Mechanically actuated electronically controlled unit injectors (MEUI) have seen great success in compression ignition engines for many years. In recent years, MEUI injectors have acquired additional control capabilities via a first electrical actuator associated with a spill valve and a second electrical actuator associated with a direct operated nozzle check valve. MEUI fuel injectors are actuated via rotation of a cam, which is typically driven via appropriate gear linkage to an engine's crankshaft. Fuel pressure in the fuel injector will generally remain low between injection events. As the cam lobe begins to move the plunger, fuel is initially displaced at low pressure to a drain via the spill valve for recirculation. When it is desired to increase pressure in the fuel injector to injection pressure levels, the first electrical actuator is energized to close the spill valve. When this is done, pressure quickly begins to rise in the fuel injector because the fuel pressurization chamber becomes a closed volume when the spill valve closes. Fuel injection commences by energizing a second electrical actuator to relieve pressure on a closing hydraulic surface associated with the direct operated nozzle check valve. The nozzle check valve can be opened and closed any number of times to create an injection sequence consisting of a plurality of injection events by relieving and then re-applying pressure onto the closing hydraulic surface of the nozzle check valve. These multiple injection sequences have been developed as one strategy for burning the fuel in a manner that reduces the production of undesirable emissions, such as NOx, unburnt hydrocarbons and particulate matter, in order to avoid over reliance on an exhaust aftertreatment system.
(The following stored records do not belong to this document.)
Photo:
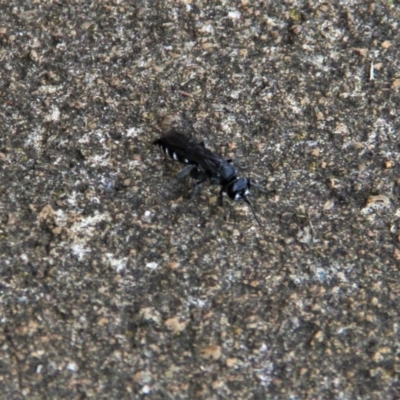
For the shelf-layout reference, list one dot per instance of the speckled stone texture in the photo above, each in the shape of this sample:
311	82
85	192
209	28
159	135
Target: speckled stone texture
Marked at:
113	285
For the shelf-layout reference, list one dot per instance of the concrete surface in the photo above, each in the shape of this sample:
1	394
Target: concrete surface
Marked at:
114	286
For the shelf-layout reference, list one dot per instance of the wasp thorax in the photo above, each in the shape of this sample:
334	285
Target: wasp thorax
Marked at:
239	189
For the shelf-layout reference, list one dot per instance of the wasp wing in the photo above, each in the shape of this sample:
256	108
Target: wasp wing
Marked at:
186	150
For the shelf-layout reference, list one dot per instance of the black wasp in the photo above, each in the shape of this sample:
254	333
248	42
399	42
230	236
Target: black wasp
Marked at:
202	164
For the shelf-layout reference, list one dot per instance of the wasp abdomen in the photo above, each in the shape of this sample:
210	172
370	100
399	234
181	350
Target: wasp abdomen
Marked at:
172	153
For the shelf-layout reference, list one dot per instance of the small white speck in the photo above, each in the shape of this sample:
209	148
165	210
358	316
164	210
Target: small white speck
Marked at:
234	14
152	265
72	367
146	389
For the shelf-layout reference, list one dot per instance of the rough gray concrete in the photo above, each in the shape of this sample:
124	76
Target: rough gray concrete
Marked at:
114	286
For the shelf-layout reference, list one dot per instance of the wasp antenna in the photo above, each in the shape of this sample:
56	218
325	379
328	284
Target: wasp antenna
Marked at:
252	210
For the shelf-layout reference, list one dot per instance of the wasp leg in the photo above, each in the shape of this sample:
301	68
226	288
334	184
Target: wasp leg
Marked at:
258	188
201	176
221	198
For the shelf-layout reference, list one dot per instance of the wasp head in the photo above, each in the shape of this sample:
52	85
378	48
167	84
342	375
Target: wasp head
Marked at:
239	189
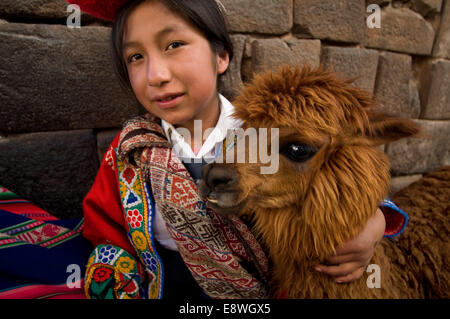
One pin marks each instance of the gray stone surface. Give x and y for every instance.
(401, 30)
(104, 139)
(336, 20)
(435, 90)
(52, 170)
(352, 63)
(400, 182)
(392, 87)
(426, 7)
(424, 154)
(33, 8)
(41, 10)
(441, 47)
(231, 82)
(270, 54)
(56, 78)
(261, 16)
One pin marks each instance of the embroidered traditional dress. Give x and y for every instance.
(40, 256)
(139, 172)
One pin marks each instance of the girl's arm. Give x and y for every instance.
(113, 271)
(352, 258)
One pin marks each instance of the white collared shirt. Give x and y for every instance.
(208, 151)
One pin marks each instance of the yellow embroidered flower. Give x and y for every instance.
(91, 260)
(139, 240)
(125, 264)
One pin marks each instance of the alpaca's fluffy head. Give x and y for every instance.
(331, 175)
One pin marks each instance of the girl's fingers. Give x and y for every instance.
(339, 270)
(341, 259)
(357, 274)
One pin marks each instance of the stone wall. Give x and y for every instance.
(60, 103)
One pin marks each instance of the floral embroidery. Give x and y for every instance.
(125, 264)
(134, 218)
(139, 240)
(130, 287)
(106, 254)
(102, 274)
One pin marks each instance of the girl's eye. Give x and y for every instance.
(134, 58)
(174, 45)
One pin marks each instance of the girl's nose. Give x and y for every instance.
(158, 72)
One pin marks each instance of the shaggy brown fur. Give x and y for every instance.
(308, 208)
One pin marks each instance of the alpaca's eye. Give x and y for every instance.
(298, 152)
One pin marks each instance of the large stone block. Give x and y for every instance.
(53, 170)
(231, 82)
(55, 9)
(352, 63)
(401, 30)
(400, 182)
(104, 139)
(426, 7)
(259, 16)
(392, 87)
(336, 20)
(435, 90)
(270, 54)
(422, 154)
(441, 47)
(39, 9)
(56, 78)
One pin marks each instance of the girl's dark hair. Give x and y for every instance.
(203, 14)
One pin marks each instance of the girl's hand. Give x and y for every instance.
(352, 257)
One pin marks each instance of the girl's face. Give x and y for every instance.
(172, 68)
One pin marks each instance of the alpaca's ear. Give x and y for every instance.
(384, 128)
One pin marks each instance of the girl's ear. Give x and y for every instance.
(385, 128)
(222, 61)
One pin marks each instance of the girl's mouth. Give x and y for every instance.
(169, 101)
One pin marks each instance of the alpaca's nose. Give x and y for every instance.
(218, 177)
(217, 181)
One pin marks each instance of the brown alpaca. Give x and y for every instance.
(330, 180)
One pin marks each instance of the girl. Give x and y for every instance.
(153, 235)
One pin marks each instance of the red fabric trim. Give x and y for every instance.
(104, 221)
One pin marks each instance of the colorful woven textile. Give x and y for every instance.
(40, 255)
(212, 246)
(222, 255)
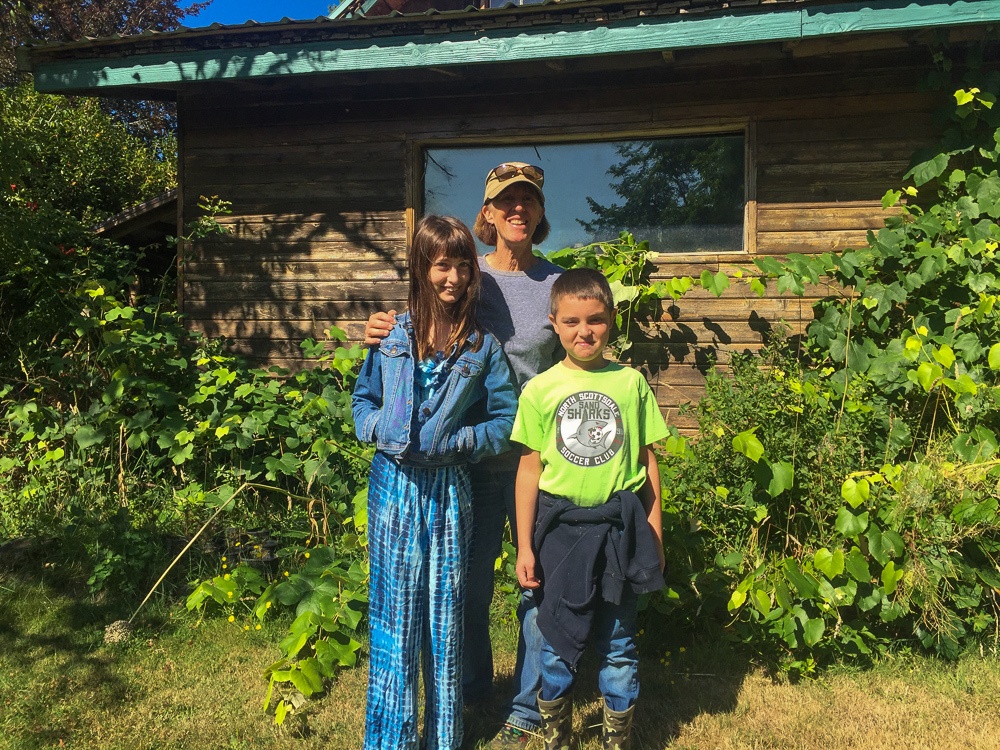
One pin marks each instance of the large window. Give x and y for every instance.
(682, 194)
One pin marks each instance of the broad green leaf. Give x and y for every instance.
(830, 564)
(945, 356)
(812, 631)
(748, 444)
(857, 566)
(994, 357)
(310, 669)
(890, 577)
(927, 375)
(804, 584)
(87, 436)
(855, 492)
(762, 601)
(849, 524)
(280, 712)
(782, 478)
(715, 283)
(789, 282)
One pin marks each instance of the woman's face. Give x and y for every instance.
(449, 278)
(515, 213)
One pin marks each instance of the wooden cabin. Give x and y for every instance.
(325, 134)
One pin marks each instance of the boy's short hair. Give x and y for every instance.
(582, 283)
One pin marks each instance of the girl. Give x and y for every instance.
(435, 395)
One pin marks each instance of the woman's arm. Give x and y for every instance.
(492, 436)
(378, 327)
(366, 401)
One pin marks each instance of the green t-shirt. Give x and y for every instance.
(589, 428)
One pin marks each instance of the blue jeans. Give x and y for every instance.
(613, 633)
(492, 505)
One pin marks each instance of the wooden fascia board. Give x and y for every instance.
(681, 31)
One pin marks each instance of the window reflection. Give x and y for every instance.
(681, 194)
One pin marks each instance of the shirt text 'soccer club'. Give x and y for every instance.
(589, 428)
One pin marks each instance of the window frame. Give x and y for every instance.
(415, 175)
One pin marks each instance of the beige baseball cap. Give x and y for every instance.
(510, 173)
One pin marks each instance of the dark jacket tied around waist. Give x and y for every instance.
(587, 553)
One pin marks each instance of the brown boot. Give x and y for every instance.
(557, 722)
(616, 728)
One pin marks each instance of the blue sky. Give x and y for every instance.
(240, 11)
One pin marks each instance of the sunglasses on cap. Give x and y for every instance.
(506, 171)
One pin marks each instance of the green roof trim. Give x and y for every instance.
(673, 32)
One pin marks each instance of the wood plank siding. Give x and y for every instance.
(324, 174)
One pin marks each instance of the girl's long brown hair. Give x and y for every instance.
(436, 236)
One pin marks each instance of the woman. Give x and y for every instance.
(514, 307)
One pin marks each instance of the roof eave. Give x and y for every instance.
(110, 75)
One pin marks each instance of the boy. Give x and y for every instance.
(588, 508)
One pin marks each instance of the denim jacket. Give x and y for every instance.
(469, 417)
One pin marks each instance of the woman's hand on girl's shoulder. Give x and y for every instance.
(378, 327)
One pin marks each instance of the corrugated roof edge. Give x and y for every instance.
(509, 8)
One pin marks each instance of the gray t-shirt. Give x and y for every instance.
(514, 307)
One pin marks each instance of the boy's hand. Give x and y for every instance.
(378, 327)
(526, 570)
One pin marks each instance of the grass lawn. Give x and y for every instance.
(183, 684)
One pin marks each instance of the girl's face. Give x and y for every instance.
(450, 278)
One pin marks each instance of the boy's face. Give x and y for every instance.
(583, 327)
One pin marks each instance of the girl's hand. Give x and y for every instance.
(526, 570)
(378, 327)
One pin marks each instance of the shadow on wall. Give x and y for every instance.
(281, 278)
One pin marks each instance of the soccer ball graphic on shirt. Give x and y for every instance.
(589, 428)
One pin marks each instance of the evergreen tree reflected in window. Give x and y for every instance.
(680, 194)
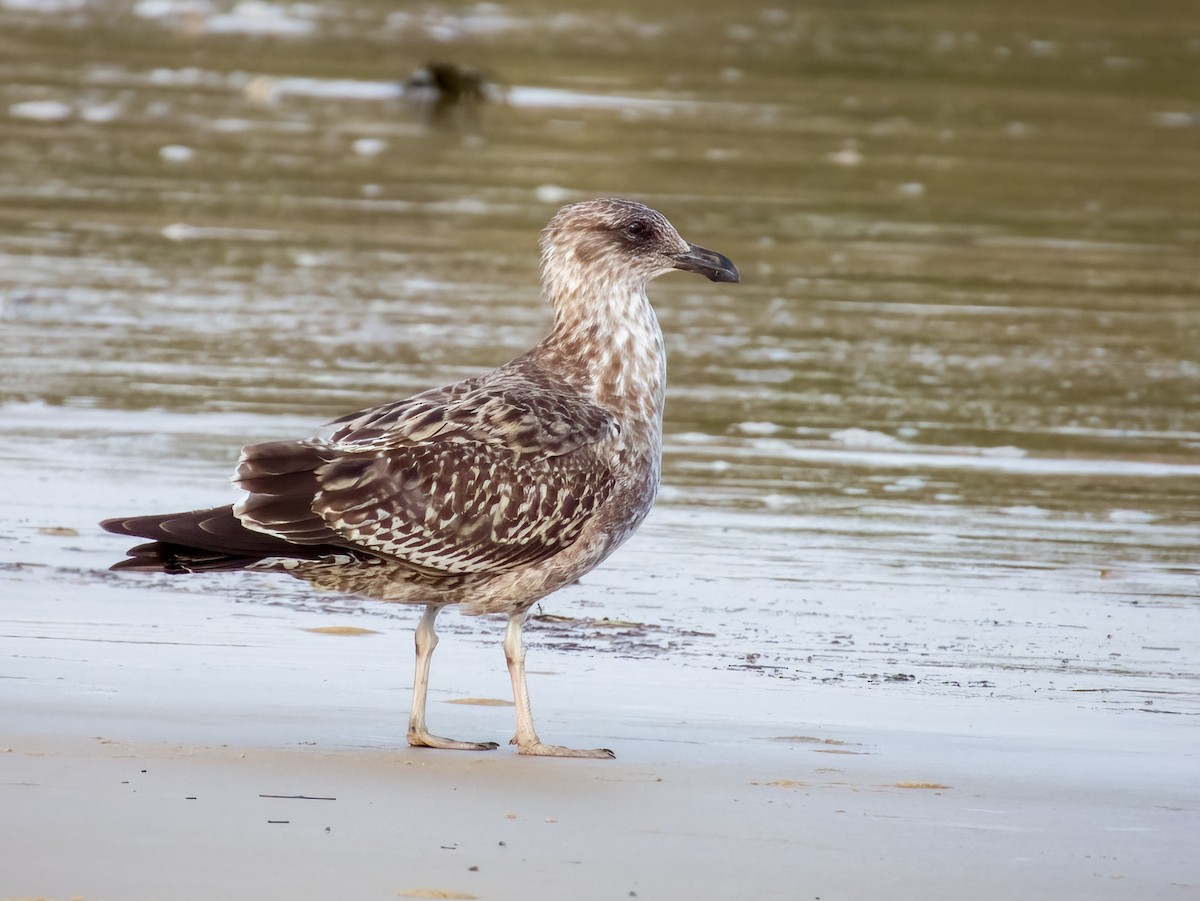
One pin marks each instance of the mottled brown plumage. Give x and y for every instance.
(489, 493)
One multiple injection sequence that has shown the ability to reduce undesirable emissions includes a relatively large main injection followed closely by a small post injection. Because the nozzle check valve must inherently be briefly closed between the main injection event and the post-injection event, pressure in the fuel injector may surge due to the continued downward motion of the plunger in response to continued cam rotation. Thus, if the dwell between the main injection event and the post-injection event is too long, the increased pressure in the fuel injector will undermine the ability to controllably produce small post injection quantities. In other words, the longer the dwell, the larger the post injection quantity becomes. Thus, the inherent structure and functioning of MEUI injectors makes it difficult to control fuel pressure during an injection sequence because the fuel pressure is primarily dictated by plunger speed (engine speed) and the flow area of the nozzle outlets, if they are open. Again, when the nozzle outlets are closed, the fuel has nowhere to go and pressure surges within the fuel injector. As expected, this pressure surging problem can become more pronounced at higher engine speeds and loads, which may be the operational state at which a closely coupled small post injection is most desirable.
The present disclosure is directed to overcoming one or more of the problems set forth above.